The political career of Rasul started when she became a barrio councilor of Moore Avenue, Jolo for two consecutive terms; from 1960 to 1961 and from 1962 to 1963. From 1971 to 1976, she was a provincial board member of the Provincial Board of Sulu. She also served as a Commissioner for Muslim and other ethnic minorities from 1978 to 1987 while being affiliated with the Ministry of Education, Culture, and Sports (renamed the Department of Education, Culture, and Sports during the administration of President Corazon Aquino) as a member of its board.

===Senate tenure===
Rasul was elected senator and served for two consecutive terms; from 1987 to 1992 and from 1992 to 1995. As a senator for eight years, Rasul authored, co-authored, and/or sponsored important legislation concerning women's rights, Muslim affairs, family, and gender equality.

An important legislation that she co-authored with Senator Raul Roco was Republic Act No. 7192 or the Women in Development and Nation-Building Act of 1992. The Act outlawed discrimination against women, opened the doors of the Philippine Military Academy to women, and mandated that a substantial portion of government funds at all levels be used for programs that would benefit and develop women's capabilities.

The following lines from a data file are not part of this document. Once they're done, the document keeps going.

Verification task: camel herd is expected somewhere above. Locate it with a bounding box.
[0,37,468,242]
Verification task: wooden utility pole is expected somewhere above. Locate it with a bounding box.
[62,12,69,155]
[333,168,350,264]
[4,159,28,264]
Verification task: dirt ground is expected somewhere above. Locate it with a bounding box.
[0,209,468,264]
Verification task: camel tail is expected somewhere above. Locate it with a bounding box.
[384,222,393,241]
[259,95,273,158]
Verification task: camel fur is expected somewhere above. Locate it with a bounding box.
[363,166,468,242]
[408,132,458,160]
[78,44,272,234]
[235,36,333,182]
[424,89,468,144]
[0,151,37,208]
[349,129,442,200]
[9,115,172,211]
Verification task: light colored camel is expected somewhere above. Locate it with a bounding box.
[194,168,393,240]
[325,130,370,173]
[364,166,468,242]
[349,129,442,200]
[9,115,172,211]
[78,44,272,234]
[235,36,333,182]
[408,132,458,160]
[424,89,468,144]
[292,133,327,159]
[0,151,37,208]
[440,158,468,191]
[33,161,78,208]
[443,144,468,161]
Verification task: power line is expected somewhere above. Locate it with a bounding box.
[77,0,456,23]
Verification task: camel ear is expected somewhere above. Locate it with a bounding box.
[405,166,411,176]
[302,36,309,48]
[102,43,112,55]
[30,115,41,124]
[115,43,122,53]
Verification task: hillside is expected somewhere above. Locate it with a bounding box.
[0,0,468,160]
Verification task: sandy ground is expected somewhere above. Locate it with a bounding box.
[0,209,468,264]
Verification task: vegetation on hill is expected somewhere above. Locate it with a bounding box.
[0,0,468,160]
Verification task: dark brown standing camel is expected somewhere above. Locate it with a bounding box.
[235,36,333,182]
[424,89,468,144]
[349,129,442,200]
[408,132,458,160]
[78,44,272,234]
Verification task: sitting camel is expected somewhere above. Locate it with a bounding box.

She also sponsored Republic Act No. 6949, the law declaring March 8 of every year as National Women's Day in the Philippines. Rasul was also the chairperson of such important Senate committees as Civil Service and Government Recognition, and Women and Family Relations.

Rasul was recognized by the Senate and the Women and Gender Institute of Miriam College for her dedication to her legislative duties and for her tireless effort to pursue gender equality, improve Philippine society, and promote and uphold democracy. She was also designated as Honorary Ambassador of UNESCO during the International Literacy Year in 1990.

==Personal life and death==
Santanina Rasul was married to former Philippine Ambassador to Saudi Arabia Abraham A. Rasul (1922–2002), a Tausūg. They had six children. Rasul played the gambang.

Rasul died on November 28, 2024, at the age of 94. In a letter sent by Philippine president Bongbong Marcos to Rasul's family in December 2024, he expressed his condolences and praised Rasul for her contribution as a "trailblazer for equality and empowerment".